Published 26/07/2015

Alice Gross's body was found weighted down in the Grand Union Canal in Ealing, west London
Alice Gross's body was found weighted down in the Grand Union Canal in Ealing, west London

The parents of murdered schoolgirl Alice Gross have spoken of their bewilderment and anger after a coroner left a file on the investigation into their daughter's death on a train.

Chinyere Inyama, the senior west London coroner, lost the 30-page police file in November last year, a month after Alice's body was found in a river in the capital.

Police tried to recover the file, which contained evidence against prime suspect Arnis Zalkalns, but concluded it had probably been "destroyed as waste".

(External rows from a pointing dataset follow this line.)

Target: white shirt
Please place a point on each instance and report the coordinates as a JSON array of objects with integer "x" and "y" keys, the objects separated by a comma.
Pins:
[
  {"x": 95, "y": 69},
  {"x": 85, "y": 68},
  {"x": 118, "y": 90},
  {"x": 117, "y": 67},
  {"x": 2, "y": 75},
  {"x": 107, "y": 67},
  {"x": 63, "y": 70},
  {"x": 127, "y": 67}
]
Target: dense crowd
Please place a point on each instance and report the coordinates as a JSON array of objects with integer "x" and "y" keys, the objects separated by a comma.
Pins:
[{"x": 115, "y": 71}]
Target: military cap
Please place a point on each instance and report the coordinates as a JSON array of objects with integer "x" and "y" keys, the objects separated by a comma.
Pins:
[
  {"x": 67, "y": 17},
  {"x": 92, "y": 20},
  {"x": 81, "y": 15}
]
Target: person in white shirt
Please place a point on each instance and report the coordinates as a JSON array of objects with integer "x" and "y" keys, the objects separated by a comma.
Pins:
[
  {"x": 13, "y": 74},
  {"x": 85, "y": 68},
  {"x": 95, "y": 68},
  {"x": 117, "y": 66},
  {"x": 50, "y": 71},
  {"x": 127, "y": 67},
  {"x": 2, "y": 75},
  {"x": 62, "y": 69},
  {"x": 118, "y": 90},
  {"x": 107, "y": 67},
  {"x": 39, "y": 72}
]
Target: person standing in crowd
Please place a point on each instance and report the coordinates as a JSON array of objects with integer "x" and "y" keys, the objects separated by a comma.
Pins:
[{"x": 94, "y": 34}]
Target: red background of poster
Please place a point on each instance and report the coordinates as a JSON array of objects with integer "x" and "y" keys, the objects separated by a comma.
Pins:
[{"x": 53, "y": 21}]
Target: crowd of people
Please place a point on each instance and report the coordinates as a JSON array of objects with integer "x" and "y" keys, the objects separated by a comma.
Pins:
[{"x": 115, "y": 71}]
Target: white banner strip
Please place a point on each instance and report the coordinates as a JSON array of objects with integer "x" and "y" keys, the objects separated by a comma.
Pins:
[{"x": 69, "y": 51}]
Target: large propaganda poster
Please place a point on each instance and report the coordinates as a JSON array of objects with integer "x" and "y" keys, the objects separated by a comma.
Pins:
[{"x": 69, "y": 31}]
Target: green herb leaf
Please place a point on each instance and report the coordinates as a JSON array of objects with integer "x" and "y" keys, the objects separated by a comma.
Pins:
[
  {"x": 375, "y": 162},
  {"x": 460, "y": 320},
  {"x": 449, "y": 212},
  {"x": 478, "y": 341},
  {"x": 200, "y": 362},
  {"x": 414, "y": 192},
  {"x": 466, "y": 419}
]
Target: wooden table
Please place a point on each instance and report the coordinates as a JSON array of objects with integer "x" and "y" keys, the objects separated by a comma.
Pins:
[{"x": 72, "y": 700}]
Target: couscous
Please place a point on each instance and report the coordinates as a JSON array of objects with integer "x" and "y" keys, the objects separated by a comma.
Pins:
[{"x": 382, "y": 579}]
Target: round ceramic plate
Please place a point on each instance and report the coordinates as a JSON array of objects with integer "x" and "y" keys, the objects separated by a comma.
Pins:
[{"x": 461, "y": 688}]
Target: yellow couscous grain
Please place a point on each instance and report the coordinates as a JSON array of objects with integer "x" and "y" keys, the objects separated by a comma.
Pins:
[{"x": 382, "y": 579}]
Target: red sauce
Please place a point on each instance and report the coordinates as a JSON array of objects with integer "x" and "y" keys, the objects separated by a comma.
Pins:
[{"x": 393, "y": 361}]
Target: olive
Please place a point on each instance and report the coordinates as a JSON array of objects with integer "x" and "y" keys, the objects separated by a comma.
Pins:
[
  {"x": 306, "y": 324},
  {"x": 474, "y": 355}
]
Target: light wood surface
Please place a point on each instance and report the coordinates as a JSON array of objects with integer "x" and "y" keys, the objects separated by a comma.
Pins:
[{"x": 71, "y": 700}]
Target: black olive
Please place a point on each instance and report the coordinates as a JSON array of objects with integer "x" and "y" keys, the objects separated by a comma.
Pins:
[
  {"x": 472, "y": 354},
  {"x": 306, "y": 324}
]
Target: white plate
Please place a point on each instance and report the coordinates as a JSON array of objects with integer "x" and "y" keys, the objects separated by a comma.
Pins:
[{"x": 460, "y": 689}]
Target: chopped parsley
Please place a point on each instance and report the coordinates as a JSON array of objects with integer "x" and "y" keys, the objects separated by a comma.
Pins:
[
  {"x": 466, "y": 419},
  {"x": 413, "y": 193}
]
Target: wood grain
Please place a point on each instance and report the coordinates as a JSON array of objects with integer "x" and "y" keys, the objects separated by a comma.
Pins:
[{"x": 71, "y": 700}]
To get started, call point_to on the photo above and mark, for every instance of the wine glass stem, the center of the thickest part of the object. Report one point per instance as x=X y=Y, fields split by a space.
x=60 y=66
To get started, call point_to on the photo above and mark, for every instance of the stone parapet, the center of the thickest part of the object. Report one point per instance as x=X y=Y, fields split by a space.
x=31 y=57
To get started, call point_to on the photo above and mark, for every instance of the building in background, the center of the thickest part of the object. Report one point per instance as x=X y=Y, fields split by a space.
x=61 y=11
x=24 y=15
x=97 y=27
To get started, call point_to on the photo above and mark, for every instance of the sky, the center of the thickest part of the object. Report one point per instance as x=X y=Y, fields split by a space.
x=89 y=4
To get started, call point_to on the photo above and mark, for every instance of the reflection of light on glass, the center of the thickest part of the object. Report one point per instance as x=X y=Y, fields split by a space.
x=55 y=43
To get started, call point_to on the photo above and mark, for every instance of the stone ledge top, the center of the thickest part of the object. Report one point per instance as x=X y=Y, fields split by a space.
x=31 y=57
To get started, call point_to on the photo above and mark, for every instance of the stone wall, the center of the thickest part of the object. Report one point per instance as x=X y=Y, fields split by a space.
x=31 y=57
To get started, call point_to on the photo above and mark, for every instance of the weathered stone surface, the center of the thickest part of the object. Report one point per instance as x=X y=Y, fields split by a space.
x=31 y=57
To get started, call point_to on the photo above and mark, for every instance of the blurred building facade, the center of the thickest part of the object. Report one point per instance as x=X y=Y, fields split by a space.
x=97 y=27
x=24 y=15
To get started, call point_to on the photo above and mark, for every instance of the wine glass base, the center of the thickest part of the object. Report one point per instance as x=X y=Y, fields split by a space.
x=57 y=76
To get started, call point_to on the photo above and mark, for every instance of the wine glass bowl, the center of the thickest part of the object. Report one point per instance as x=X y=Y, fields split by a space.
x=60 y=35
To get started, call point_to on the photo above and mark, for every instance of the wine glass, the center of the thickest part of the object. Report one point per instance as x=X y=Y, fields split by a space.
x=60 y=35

Alice's mother and father, Ros Hodgkiss and Jose Gross, are furious at the loss and have demanded to know why they were not told.

They said in a statement: " We have looked to the police and coroner to help us through our awful loss. Yet now we learn they - either independently or together - have withheld from us the loss of this terribly sensitive information about Alice.

"We are extremely concerned, bewildered and angry - and we have asked for a full written explanation as to what exactly happened and why we were not told."

The Ministry of Justice is now investigating the file's loss and why it was ever taken from the coroner's office.

Alice disappeared last August from her home in Hanwell, west London, sparking Scotland Yard's biggest search operation since the July 7 London bombings.

The 14-year-old's body was found weighted down in the Grand Union Canal in Ealing, west London on September 30.

Days later Zalkalns, 41, was found hanged in Boston Manor Park, west London, and police later said the Latvian - who had previously served seven years for murdering his wife in his home country - would have been charged with Alice's murder if he had still been alive.

An inquest into Alice's death was opened and adjourned last October, but the coroner lost the vital document - given to him to help with preparations for the inquests into the deaths of Alice and Zalkalns - a month later.

A spokesman for the Metropolitan Police said: "In November 2014 the MPS was informed by HM Coroner, London West, that he had inadvertently disposed of a single document relating to the police evidence against Arnis Zalkalns.

"An investigation to recover it was undertaken. This concluded that it was highly likely it had been destroyed as waste."

Details of the evidence against Zalkalns were given to the media in January with the agreement of the Crown Prosecution Service and the coroner.

The Ministry of Justice said of the loss: "This clearly appears to be a troubling incident. A full investigation is now under way."

A full inquest into Alice's death is due to be held at the end of November or the beginning of December, and Mr Inyama reserved judgment on whether it will be a jury inquest.